Sobre estas afirmaciones los suscritos, de los cuales varios somos muy amigos del cardenal Sodano y que iniciamos esta relación cuando era Nuncio en Chile, jamás oímos críticas al cardenal Silva Henríquez, con el cual algunos de nosotros teníamos una relación cordial. Por otra parte, el cardenal Sodano presidió una Misa en la Catedral para recordarlo, lo que omite el señor Peña.

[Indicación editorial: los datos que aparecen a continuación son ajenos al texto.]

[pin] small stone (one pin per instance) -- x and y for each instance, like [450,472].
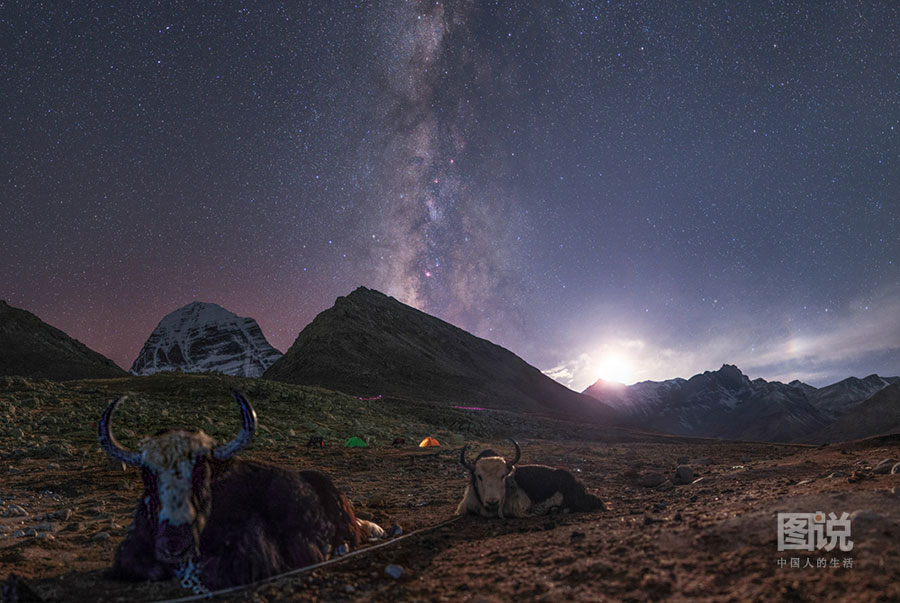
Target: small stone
[684,475]
[651,479]
[884,466]
[16,511]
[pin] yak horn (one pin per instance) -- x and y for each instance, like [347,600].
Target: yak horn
[248,428]
[108,441]
[463,461]
[518,453]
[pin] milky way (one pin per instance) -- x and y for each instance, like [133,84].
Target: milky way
[588,184]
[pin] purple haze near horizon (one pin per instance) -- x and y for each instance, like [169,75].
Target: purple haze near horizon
[666,187]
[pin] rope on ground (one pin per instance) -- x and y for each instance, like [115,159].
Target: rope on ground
[309,568]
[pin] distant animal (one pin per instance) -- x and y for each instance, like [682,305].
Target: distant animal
[219,521]
[501,488]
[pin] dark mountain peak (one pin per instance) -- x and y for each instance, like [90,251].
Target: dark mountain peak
[369,344]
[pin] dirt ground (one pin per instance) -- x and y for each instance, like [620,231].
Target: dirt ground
[712,540]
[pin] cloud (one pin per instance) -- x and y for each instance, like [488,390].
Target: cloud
[864,337]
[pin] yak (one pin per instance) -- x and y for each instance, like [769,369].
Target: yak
[500,488]
[218,521]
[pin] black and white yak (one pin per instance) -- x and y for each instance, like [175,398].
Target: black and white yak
[221,521]
[501,488]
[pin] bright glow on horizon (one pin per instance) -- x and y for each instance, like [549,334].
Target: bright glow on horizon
[615,368]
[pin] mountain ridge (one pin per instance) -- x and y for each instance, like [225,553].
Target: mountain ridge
[30,347]
[205,337]
[368,344]
[727,404]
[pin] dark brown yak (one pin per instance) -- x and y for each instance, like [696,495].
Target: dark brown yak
[217,521]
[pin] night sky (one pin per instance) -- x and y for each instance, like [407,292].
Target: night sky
[641,190]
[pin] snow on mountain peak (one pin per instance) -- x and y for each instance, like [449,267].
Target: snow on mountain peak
[205,337]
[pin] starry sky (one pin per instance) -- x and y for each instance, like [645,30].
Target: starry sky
[657,186]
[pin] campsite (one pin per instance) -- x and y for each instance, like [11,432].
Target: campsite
[714,539]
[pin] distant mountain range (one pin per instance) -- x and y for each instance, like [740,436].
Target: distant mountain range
[370,344]
[31,348]
[727,404]
[203,337]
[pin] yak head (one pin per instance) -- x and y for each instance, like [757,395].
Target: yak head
[488,476]
[176,469]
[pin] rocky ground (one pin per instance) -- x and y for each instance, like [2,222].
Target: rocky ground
[64,508]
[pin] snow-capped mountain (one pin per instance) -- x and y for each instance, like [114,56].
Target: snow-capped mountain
[204,337]
[727,404]
[31,348]
[839,398]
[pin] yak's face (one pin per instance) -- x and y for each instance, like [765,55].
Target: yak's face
[490,475]
[176,474]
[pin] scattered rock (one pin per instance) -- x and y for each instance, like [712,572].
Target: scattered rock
[856,477]
[15,511]
[683,475]
[651,479]
[884,466]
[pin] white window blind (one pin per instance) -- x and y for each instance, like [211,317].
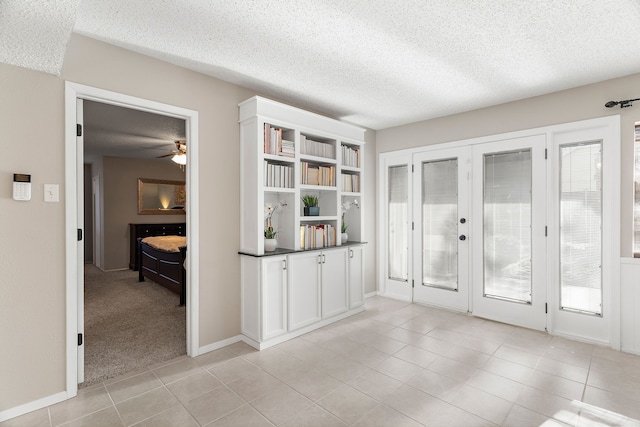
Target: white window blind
[580,227]
[636,197]
[398,210]
[507,226]
[440,223]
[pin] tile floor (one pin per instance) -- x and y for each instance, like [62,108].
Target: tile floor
[396,364]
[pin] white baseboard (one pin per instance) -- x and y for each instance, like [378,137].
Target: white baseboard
[219,344]
[296,333]
[25,408]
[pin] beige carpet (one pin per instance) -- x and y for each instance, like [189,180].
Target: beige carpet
[128,324]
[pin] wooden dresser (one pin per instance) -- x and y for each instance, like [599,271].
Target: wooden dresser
[146,230]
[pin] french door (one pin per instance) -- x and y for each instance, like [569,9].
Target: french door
[441,226]
[522,228]
[509,243]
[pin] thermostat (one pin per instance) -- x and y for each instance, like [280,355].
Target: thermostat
[21,187]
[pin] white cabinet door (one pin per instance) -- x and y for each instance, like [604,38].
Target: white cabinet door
[334,282]
[274,296]
[356,276]
[304,289]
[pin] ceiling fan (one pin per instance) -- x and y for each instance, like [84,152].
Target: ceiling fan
[179,155]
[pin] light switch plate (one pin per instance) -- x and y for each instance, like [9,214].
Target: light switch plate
[51,193]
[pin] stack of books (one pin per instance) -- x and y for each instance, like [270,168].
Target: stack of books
[312,174]
[317,148]
[288,148]
[350,183]
[317,236]
[278,175]
[350,156]
[274,144]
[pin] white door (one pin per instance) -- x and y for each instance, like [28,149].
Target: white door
[508,240]
[441,228]
[356,276]
[304,289]
[274,295]
[395,230]
[334,282]
[97,222]
[81,231]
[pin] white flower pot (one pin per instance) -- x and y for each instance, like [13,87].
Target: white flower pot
[270,245]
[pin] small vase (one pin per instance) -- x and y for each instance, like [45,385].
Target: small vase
[270,245]
[311,211]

También hay que señalar que el cardenal Sodano visitó en La Moneda a la Presidenta de la República, S.E. Michelle Bachelet, y asistió a un almuerzo en el Ministerio de Relaciones ofrecido por el ministro José Antonio Viera-Gallo en que participaron alrededor de 70 personas, de diversas tendencias, la mayor parte miembros de la Concertación de gobierno, como el ex Presidente Patricio Aylwin y el ex ministro Sergio Bitar.

Finalmente el comentarista critica a la Iglesia, por haber trastabillado de allá para acá en el espacio público. No nos referiremos a este reproche porque no le reconocemos autoridad en el tema y sí mucha odiosidad.

Es lamentable el afán del señor Peña de ofender a una de las personas importantes de la Iglesia, que tuvo una destacada labor, reconocida mundialmente”.

Juan Antonio Álvarez Avendaño, Roberto Angelini Rossi, María Lidia Ariztía Reyes, Enrique Barros Bourie, Ricardo Claro Valdés, Cristóbal Eyzaguirre Baeza, José María Eyzaguirre G., Pablo Granifo Lavín, Luis Grez Jordán, José Tomás Guzmán Dumas, Felipe Joannon Vergara, Rosana Latuf Michelsen, Guillermo Luksic Craig, Arturo Mackenna Iñiguez, Jorge Matetic Riestra, Patricia Matte Larrain, Eliodoro Matte Larrain y Alicia Romo Román.

(El Mercurio, 3 de octubre de 2007).